彩芭くんのおうちに来るのは、夏休み以来、これで二度目だ。
おじいさんも、おばあさんも、まだ現役でバリバリ働いている元気な人らしく、立派な日本家屋のなかには、きょうも誰もいなかった。
なんて、のんきに状況を確認している場合ではない。
体育祭のとき、彩芭くんとの距離感について考え直したばかりだというのに、なにをノコノコと家にまでついてきているのだろう。
といっても、学校生活のほうは、正直、以前とそこまで変わらずにいるのだけど。
いきなり彩芭くんのすべてを拒絶するというのも不自然だし、わたしだって、べつに、そんなふうにしたいわけでもないのであって。
角を立たせず、波風を立てず、なんとなくいい感じに、いい具合の距離感を保てたら、きっとそれがベストなのだろうけど、そういうのがいちばん難しいのだなぁ、と日々痛感しているところだ。

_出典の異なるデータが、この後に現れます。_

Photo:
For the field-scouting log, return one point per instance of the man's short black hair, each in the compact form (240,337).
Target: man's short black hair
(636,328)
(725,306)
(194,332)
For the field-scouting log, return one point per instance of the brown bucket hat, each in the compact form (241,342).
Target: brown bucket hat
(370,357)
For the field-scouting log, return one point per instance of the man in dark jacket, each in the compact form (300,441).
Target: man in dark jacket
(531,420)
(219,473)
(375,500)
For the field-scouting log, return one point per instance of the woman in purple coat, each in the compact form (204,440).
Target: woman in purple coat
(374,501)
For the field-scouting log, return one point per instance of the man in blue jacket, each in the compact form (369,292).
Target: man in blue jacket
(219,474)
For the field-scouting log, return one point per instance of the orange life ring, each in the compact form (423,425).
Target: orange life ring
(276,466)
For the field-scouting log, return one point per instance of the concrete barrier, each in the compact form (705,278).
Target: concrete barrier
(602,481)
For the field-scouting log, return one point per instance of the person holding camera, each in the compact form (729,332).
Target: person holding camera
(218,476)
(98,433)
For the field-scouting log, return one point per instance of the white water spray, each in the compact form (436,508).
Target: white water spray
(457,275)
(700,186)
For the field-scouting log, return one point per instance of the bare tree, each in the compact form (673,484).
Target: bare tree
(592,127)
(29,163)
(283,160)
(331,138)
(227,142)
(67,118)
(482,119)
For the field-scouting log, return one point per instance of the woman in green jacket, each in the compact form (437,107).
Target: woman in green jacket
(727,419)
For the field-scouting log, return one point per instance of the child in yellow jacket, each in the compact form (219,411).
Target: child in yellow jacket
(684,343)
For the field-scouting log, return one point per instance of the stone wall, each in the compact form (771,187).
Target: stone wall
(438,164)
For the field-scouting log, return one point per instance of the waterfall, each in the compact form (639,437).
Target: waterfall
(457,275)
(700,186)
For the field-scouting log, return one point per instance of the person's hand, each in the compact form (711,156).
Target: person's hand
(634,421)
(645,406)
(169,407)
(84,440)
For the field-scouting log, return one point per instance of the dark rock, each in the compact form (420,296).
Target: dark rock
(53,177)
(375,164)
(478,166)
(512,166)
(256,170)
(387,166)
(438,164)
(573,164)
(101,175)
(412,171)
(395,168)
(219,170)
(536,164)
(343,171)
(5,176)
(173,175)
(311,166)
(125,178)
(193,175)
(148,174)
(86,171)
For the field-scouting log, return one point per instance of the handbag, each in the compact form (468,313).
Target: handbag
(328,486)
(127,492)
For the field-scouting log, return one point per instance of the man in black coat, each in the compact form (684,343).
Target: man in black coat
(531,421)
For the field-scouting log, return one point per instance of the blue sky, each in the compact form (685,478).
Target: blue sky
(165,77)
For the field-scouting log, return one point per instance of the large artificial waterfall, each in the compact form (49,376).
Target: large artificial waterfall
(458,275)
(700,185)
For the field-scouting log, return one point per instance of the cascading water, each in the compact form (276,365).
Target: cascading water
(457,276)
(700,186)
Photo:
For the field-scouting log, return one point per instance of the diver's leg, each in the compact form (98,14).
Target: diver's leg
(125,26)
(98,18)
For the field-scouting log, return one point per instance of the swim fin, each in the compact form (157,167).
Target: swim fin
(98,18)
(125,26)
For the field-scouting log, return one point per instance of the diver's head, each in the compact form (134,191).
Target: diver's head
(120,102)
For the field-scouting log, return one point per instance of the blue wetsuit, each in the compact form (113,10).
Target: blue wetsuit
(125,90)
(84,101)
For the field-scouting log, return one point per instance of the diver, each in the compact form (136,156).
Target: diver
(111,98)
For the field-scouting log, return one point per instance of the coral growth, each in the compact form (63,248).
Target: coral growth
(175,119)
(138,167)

「なあ、きなこちゃん、このワンピースとかどう? 中学のとき、俺がいちばん気に入ってたやつなんだけど」
「……へえ、そうなんだ」
「え。なに? マジで怒ってるじゃん」
とはいえ、今回のミスコンの件は、わたしにしては、しっかり腹が立っているし、ちゃんと怒っている。
なんなら、このまま喧嘩しちゃってもいい、とまで思っているくらいだ。